The prize committee stated, "The findings have laid the foundation for a novel area of investigation and accelerated the development of innovative therapies, for example for tumors and autoimmune diseases."

Regarding cancer, regulatory T-cells prevent the body from fighting the growth, so research are aimed at reducing their numbers.

In autoimmune diseases, experiments are exploring boosting regulatory T-cells so the organism is no longer under attack. A comparable method could also be useful in reducing the chances of organ transplant failure.

Pioneering Studies

Prof Shimon Sakaguchi, of a Japanese institution, performed experiments on rodents that had their thymus extracted, leading to autoimmune disease.

The researcher showed that introducing defense cells from other mice could stop the illness—implying there was a system for preventing defenders from attacking the host.

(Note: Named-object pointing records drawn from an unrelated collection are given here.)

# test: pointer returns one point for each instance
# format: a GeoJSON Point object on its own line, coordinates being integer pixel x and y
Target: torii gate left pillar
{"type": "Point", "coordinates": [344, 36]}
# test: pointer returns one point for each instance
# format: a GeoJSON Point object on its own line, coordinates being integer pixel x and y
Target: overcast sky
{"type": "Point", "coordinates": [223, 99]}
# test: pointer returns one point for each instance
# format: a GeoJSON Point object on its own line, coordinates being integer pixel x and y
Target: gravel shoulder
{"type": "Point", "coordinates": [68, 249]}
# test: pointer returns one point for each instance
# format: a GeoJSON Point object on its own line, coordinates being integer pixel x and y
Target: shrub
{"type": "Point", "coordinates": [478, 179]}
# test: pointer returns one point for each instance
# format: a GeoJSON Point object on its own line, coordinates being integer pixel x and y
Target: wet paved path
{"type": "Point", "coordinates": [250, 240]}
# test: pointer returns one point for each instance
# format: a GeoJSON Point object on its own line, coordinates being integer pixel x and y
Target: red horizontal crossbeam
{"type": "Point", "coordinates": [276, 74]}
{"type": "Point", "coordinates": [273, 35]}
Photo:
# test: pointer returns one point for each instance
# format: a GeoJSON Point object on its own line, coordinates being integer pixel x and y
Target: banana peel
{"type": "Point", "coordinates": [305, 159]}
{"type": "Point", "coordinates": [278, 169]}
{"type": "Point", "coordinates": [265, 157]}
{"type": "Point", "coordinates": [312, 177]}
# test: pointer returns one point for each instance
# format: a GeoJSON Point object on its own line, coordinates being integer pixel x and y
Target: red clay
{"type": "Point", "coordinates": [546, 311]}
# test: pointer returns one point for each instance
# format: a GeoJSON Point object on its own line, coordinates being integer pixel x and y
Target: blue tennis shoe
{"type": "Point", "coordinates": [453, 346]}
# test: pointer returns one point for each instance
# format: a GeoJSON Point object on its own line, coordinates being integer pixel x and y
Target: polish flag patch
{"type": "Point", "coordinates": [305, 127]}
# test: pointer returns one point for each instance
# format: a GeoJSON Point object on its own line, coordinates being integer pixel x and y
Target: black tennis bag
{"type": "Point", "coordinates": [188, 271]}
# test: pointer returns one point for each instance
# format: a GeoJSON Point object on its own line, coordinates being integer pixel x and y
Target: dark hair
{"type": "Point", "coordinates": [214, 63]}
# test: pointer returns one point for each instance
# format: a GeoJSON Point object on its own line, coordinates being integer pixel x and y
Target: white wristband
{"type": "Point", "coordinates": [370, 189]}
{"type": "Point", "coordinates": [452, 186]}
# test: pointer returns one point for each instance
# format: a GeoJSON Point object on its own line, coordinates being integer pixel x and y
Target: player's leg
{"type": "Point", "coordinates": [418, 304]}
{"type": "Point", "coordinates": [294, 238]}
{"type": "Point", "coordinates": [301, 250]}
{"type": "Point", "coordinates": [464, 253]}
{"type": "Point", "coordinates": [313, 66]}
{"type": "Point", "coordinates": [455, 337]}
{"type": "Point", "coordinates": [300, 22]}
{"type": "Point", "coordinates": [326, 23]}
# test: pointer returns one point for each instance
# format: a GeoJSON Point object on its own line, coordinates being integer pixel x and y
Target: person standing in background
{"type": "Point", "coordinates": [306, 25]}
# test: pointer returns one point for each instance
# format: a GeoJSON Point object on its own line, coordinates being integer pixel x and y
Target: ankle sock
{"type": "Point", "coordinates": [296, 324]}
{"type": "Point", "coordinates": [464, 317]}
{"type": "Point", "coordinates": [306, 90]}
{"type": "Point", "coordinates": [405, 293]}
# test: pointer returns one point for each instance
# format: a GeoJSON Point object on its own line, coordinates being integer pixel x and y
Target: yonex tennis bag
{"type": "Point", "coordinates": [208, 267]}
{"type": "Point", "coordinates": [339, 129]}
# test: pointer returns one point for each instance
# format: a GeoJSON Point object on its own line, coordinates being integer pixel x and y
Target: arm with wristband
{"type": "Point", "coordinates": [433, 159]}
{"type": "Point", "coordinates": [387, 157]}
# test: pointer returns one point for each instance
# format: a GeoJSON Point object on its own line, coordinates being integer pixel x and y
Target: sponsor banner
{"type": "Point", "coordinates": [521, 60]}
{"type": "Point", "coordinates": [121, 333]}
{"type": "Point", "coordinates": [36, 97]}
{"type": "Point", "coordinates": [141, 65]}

Dr. Brunkow, affiliated with the a research center in a US city, and Fred Ramsdell, currently at Sonoma Biotherapeutics in San Francisco, were studying an genetic autoimmune disease in mice and humans that led to the identification of a gene vital for how regulatory T-cells operate.

"The groundbreaking research has revealed how the body's defenses is controlled by regulatory T cells, preventing it from mistakenly attacking the healthy cells," said a leading physiology expert.

"This work is a striking illustration of how fundamental biological research can have broad consequences for human health."